Phase 4. Isolate Root Cause
Formulate exactly one cause candidate.
Format:
Hypothesis: <root cause> because <evidence>
Qualities of a good hypothesis:
- Points to a single cause
- Connects to observed evidence
- Can be disproved with a small experiment
Examples of bad hypotheses:
- "There seems to be some async issue somewhere"
- "The whole serialization layer seems unstable"
Trace the cause back to the source. If the error appears deep in the stack, trace the origin of the input, not the symptom.
Phase 5. Lock The Failure
Lock the failure before fixing.
Priority:
- Automated failing test
- Add a regression case to existing tests
- Minimal reproduction script
- Temporary verification via logs/assertions
Rules:
- Create an automated test whenever possible.
- It must fail before the fix.
- It must pass on the same path after the fix.
- The test name must reveal what broke.
If an automated test is feasible, use the test-driven-development skill alongside this one.
Phase 6. Implement A Single Fix
The fix addresses only one hypothesis.
Allowed:
- Minimal code change that directly addresses the cause
- Minimal supporting changes needed for verification
Forbidden:
- Bundling multiple seemingly related fixes
- Combining refactoring with the fix
- Sneaking in formatting/cleanup/renaming
- Adding null-guards without evidence
- Swallowing exceptions
If the fix fails, immediately return to Phase 1 or Phase 3. The previous hypothesis was wrong.
Phase 7. Verify And Close
All of the following must be satisfied before closing:
- The original reproduction path no longer fails.
- The new failing guard passes.
- Related tests are not broken.
- You can explain that the fix blocks the cause, not the symptom.
For intermittent bugs, a single pass is not enough. Verification under repeated runs or varying conditions is required.
Stop Conditions
Stop and reframe in the following situations.
1. Reproduction Failed
If reproduction fails after multiple attempts:
- Check if observability is insufficient.
- Check if there are environment differences.

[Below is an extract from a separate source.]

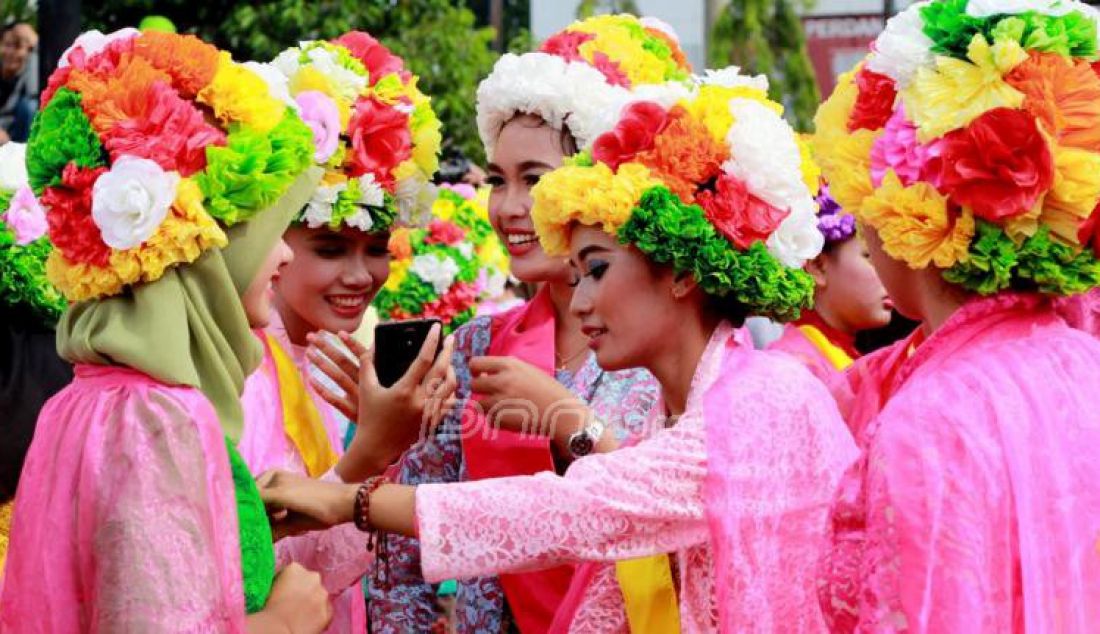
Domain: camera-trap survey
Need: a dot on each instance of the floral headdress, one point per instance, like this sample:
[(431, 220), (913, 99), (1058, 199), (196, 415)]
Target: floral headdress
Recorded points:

- Check if the problem definition is wrong.
Changing code without reproduction is forbidden.
2. Three Failed Fixes
If three consecutive fixes miss the mark, conclude:
- The current understanding is wrong, or
- The problem is likely structural — shared state, boundary design, responsibility separation
From this point, a "fourth patch" is not the answer — a structural discussion is needed.
3. No Failing Guard
If you cannot create a failing test or equivalent reproduction mechanism, do not declare completion. At minimum, leave behind the reproduction command and observed results.
Red Flags
If any of the following thoughts arise, stop immediately and return to an earlier phase.

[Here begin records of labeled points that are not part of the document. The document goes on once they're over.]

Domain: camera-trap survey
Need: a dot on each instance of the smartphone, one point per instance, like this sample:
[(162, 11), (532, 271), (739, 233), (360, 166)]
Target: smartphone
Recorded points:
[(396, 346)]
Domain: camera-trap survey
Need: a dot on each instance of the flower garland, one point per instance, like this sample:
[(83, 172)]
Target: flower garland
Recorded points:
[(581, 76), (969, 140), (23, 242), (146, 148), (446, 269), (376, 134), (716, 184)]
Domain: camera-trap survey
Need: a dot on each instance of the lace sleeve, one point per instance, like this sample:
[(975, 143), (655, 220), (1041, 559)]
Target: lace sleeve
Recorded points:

- "I'll just change this one line and it should work"
- "I'll check the logs later, let me fix it first"
- "I'll add the test later"
- "Let me fix this and that together at once"

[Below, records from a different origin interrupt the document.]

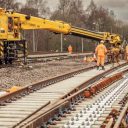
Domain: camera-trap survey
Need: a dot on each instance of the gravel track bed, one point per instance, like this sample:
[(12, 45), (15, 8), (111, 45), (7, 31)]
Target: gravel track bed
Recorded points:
[(24, 76)]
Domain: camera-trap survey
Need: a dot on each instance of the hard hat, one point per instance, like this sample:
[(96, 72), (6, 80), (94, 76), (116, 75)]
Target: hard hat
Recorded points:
[(101, 41)]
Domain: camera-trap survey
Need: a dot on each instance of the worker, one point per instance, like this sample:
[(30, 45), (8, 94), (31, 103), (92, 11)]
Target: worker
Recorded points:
[(100, 52), (126, 51), (70, 49), (115, 54)]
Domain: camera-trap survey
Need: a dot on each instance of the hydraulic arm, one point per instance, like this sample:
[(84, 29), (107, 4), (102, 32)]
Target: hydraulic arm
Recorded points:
[(12, 23)]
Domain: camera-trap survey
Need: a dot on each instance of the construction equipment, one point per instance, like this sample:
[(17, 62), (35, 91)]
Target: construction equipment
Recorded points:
[(12, 42)]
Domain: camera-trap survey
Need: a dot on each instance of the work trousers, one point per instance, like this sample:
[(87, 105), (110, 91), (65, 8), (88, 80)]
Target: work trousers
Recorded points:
[(100, 60)]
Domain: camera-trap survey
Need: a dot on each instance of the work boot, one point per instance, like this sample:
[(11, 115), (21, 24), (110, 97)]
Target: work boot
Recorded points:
[(103, 68)]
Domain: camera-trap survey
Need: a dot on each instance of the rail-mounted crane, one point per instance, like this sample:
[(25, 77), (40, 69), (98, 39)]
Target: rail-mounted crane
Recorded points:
[(11, 41)]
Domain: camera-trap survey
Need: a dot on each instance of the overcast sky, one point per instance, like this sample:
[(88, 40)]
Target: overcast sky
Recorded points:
[(120, 7)]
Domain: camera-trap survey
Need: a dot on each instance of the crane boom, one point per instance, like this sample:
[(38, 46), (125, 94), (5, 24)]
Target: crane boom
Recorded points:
[(11, 24)]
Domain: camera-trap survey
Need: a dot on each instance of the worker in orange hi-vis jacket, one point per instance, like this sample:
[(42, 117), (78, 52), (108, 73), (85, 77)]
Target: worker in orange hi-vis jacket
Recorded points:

- "The error is gone, so I don't need to know the cause"
Minimal Checklist
Use this checklist for self-verification during execution.
Completion Standard
The completion criterion for this skill is not "the code changed."
Completion criteria:
- The problem definition is clear
- The failure was locked before fixing
- The fix is connected to the root cause
- Verification results remain
Without these four, debugging is not finished.